Produkte lassen sich so stark individualisieren, dass sprichwörtlich jeder Bürger sein individuelles Versicherungsprodukt erhält – ohne Verlust des Kollektivmechanismus der Versicherung. Die automatisierte Abwicklung von Produkten ermöglicht eine hohe Vielfalt und einen modularen Aufbau bei gleichzeitiger Beherrschung der Komplexität. Kundenkontaktpunkte sind entlang relevanter Anlässe in den jeweiligen Lebenswelten (z.B. Mobilität) verortet, die die klassische Produktwelt wird abgelöst. Statt Produkten erhält der Kunde umfassende Lösungen für seine Lebenssituation, die auch wesentliche versicherungsfremde Leistungen enthalten.

Zwei von drei Mitarbeitern

Zwei Drittel der heute noch in Versicherungen arbeitenden Mitarbeiter arbeiten nicht mehr in einem Versicherungsunternehmen, sondern sind bei Kooperationspartnern, Dienstleistern oder InsurTechs beschäftigt.
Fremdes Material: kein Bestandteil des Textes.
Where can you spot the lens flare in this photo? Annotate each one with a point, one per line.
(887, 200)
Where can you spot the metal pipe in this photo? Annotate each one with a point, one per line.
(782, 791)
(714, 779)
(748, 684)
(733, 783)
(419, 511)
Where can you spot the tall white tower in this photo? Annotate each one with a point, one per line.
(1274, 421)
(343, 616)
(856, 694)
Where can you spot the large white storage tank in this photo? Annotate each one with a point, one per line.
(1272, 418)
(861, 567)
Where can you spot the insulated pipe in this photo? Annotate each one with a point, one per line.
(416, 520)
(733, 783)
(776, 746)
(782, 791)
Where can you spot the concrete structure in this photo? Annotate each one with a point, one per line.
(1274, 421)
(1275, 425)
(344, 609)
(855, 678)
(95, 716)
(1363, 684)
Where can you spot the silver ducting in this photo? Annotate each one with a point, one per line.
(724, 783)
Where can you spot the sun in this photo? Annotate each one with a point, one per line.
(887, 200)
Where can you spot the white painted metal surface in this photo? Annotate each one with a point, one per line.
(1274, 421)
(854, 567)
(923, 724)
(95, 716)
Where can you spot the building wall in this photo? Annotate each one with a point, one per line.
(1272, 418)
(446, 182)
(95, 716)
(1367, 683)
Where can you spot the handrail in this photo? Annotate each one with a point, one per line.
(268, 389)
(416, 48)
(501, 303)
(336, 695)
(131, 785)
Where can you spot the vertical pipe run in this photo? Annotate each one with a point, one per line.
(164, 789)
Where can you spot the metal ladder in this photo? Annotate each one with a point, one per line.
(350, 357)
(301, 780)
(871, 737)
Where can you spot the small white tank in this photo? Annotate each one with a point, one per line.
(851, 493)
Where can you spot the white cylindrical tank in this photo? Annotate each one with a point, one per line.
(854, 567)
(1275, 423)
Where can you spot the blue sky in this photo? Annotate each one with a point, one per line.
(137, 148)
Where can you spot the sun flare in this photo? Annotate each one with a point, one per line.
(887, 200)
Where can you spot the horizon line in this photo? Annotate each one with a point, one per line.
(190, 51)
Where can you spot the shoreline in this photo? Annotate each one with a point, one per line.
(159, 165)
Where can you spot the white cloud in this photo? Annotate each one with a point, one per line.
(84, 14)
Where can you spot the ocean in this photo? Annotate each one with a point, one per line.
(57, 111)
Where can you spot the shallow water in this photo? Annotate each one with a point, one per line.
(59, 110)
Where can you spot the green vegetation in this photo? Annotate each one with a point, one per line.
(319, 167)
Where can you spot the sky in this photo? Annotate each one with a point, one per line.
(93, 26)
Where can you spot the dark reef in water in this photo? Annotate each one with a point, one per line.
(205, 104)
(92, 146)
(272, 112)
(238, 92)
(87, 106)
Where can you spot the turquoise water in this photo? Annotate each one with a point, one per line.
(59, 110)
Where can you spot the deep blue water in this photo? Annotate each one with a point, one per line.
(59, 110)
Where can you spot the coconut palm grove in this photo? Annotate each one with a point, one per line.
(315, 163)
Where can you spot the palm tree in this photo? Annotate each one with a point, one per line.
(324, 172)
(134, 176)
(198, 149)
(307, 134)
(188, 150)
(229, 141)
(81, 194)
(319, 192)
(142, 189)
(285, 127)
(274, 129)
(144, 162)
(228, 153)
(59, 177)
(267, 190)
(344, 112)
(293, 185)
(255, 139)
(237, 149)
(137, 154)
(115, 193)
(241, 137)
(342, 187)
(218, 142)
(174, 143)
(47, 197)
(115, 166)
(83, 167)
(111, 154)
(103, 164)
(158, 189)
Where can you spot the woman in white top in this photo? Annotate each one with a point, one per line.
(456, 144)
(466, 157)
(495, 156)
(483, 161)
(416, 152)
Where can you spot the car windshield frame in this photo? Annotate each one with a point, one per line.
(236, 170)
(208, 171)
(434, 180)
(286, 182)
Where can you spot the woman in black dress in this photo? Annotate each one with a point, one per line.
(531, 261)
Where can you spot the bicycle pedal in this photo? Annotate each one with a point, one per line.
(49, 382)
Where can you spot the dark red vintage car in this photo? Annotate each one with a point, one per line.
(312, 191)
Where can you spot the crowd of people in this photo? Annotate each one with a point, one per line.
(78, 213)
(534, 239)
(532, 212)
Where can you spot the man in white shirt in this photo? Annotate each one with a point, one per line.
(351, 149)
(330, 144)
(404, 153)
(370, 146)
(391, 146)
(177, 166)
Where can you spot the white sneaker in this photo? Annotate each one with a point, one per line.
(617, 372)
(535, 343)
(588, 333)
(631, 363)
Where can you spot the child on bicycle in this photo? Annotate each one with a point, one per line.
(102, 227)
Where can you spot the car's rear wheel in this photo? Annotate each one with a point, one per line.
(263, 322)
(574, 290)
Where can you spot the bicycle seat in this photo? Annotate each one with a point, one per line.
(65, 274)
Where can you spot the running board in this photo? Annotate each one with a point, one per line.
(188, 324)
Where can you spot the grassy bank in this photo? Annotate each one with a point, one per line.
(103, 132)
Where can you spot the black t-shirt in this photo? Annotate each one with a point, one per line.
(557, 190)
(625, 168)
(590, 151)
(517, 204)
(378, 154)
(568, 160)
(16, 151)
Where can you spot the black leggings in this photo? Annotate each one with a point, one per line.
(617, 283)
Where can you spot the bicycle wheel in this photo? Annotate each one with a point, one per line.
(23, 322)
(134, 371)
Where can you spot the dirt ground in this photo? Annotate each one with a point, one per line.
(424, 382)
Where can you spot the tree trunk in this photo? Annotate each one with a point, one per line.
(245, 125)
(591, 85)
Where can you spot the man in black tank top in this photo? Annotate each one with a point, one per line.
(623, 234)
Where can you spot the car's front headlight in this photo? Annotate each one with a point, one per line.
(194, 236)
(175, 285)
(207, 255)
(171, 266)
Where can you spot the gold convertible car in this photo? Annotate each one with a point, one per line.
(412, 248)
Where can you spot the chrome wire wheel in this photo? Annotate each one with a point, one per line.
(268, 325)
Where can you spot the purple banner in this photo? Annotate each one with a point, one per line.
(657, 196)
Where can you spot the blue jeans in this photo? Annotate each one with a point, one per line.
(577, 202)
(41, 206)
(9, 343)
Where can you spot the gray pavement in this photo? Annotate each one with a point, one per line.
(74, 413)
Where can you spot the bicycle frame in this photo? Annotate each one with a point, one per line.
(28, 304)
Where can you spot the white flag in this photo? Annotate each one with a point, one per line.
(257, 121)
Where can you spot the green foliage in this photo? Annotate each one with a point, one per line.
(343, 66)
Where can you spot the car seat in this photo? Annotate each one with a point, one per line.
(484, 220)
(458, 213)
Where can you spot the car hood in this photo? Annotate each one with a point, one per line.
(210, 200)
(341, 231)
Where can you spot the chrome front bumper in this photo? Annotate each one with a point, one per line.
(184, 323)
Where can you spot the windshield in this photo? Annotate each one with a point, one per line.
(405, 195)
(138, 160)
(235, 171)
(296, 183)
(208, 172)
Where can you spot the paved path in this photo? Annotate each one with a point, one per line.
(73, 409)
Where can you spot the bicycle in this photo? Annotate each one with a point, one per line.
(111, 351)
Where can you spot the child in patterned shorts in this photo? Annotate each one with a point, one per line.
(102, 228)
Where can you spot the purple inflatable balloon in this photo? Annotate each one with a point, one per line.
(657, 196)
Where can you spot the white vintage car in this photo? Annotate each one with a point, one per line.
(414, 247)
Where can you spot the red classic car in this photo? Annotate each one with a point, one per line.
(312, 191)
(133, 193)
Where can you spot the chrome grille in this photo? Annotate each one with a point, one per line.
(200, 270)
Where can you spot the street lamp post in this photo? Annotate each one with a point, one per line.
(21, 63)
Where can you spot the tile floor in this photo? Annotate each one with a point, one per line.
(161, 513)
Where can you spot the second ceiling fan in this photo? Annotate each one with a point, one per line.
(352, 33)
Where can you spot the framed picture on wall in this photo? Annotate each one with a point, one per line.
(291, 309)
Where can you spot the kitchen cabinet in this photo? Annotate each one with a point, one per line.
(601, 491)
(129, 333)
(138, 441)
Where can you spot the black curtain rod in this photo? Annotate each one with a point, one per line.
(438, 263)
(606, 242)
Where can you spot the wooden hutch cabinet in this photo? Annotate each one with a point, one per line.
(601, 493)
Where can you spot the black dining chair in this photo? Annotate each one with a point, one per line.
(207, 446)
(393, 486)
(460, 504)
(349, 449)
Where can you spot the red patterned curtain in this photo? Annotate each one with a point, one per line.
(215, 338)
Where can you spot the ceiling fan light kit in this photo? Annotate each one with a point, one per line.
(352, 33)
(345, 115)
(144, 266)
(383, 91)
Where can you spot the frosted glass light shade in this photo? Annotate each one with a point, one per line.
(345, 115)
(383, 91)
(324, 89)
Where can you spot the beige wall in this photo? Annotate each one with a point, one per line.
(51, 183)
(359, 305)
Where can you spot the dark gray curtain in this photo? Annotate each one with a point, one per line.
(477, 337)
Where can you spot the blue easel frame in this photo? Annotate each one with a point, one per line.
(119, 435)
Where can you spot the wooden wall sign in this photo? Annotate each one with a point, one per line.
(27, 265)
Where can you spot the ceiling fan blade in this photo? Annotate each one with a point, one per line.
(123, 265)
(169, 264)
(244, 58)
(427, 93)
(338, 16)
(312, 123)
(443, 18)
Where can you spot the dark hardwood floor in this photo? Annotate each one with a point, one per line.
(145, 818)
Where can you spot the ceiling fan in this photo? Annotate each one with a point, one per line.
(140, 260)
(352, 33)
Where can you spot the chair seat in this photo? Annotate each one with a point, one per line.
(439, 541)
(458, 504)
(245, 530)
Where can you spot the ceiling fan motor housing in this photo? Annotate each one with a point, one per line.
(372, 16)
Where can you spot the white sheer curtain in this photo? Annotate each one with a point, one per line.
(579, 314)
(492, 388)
InsurTechs unterstützen die Fokussierung auf das Kernangebot des Versicherers und dienen als verlässliche Vertriebs- und Servicepartner. Drittanbieter helfen Versicherern alle ressourcenintensiven Prozesse, die nicht zum Kerngeschäft gehören effizient und regulatorisch sicher abzuwickeln.

Konsequenzen

Durch ein höheres Maß an Automatisierung wird die Kosteneffizienz deutlich zunehmen. Gleichzeitig wird sich der Anteil der Versicherer selbst an der Wertschöpfung signifikant reduzieren, da Funktionen an Dienstleister und Kooperationspartner ausgelagert werden. Der Bedarf an hochqualifizierten Personal mit KI-/Analytics-/IT-Skills wird zunehmen und den Kampf um Talente noch weiter verschärfen.

Insgesamt führt ein Umdenken von einem statischen Geschäfts- und Betriebsmodell zu einem dauerhaften Verändern und Innovieren zukünftig zu Erfolg am Markt. In einem Transformationspfad beschreibt zeb den Weg für Versicherer zum Zielbild „Think2030!“. Den einen Königsweg für alle Versicherer gibt es nicht. Viel entscheidender dabei ist der Einsatz der richtigen Werkzeuge und die Priorisierung der einzelnen Schritte – so wird aus „Think 2030!“ „Act 2030!“.